Most U.S. consumers — 83% of them, to be precise — would rather interact with live agents over digital channels to solve customer service issues, according to research from Accenture. In today’s digital world, people want real, genuine, human-to-human connection. Companies that deliver authentic, empathetic customer service provide helpful and meaningful experiences that drive customer loyalty.

What is empathy in customer service?

You know about empathy … but do you really know about empathy? Before we tackle empathy in customer service, it’s important to understand what exactly empathy is.

Let’s dig in.

Psychologists have defined three types of empathy:

  1. Emotional empathy: The ability to feel what another person is feeling.
  2. Cognitive empathy: The ability to understand where a person is coming from; putting yourself in their shoes
  3. Behavioral empathy: Having compassion and taking actions to help based on your understanding of the situation

All three types of empathy can be employed in customer service. Emotional empathy can foster connection and better communication. Cognitive empathy can help customer service agents understand the customer’s situation. And behavioral empathy uses all that information to drive meaningful action that benefits the customer.

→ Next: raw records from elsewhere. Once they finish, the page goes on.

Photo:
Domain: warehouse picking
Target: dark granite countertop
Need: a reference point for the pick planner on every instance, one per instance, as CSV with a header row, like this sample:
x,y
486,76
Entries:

Why is empathy important in customer service?

Customer service isn’t just about making the customer happy. It’s about providing service and support that deepens the customer relationship and generates customer loyalty.

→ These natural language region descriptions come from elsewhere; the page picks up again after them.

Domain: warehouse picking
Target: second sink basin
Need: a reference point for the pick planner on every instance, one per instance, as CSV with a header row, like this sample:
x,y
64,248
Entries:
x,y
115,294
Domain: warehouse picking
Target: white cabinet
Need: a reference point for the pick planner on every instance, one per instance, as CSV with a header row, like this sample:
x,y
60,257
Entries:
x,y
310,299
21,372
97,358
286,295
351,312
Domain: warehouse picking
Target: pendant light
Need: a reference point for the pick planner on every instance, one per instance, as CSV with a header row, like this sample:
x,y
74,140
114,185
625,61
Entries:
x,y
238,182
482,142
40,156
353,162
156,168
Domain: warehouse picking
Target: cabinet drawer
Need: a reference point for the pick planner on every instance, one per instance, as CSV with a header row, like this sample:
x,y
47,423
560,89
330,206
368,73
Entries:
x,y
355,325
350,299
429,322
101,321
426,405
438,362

According to Forrester, companies are missing the mark when they solely focus on customer satisfaction, because satisfaction isn’t necessarily what drives customer loyalty. What has a greater impact on loyalty is making customers feel respected, understood, valued, or confident.

Let’s zero in on that second word: understood. You can give a customer exactly what they want, but without empathy and understanding, you’re not driving customer loyalty. In fact, 70% of consumers say they are likely to shop “exclusively” with companies that understand them.

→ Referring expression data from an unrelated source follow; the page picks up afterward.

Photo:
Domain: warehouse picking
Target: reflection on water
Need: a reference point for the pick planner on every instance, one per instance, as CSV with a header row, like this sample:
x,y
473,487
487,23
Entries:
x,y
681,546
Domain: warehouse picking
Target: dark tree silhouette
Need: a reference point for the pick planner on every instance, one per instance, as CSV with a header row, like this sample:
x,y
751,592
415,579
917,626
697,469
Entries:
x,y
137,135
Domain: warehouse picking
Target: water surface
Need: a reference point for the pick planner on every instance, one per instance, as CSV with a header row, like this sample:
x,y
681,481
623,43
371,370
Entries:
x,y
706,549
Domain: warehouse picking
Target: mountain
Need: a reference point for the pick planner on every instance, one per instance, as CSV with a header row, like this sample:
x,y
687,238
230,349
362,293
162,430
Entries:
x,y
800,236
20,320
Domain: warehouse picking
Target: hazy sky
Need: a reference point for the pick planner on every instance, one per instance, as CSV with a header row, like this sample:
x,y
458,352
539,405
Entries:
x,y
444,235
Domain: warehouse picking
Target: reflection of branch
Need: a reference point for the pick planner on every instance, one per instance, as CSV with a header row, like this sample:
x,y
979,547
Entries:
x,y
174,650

Read: 10 hard-hitting customer service stats (and what to do about them)

A chatbot can solve an issue. It can’t empathize with a customer. Empathy is what makes customer-agent interactions uniquely human. It bridges the gap between what you know about your customers (their problems your company helps solve) and what you don’t (their mood, their priorities, their sense of urgency).

Instead of serving up a one-size-fits-all solution, empathy allows agents to meet the unique and complex needs of each unique and complex customer. Because as much as we want to wrap all customers up into neat little personas determined by market research, individuals are unique.

Read: Genuine empathy will be mission-critical to CX in 2023

4 ways to demonstrate empathy in customer service

Now we know why empathy is important in customer service … but how do we get there? Here are four ways you can deliver exceptional customer service through empathy.

1. Understand customer’s needs with predictive technologies and segmentation

AI isn’t the enemy of empathy. In fact, AI and predictive technologies can provide meaningful context that allows customer service agents to be more empathetic.

This context could predict situations or behavior. It could use facial recognition to detect a customer’s mood. Or it could analyze text-based emotion in a chat, which sometimes can get lost in translation.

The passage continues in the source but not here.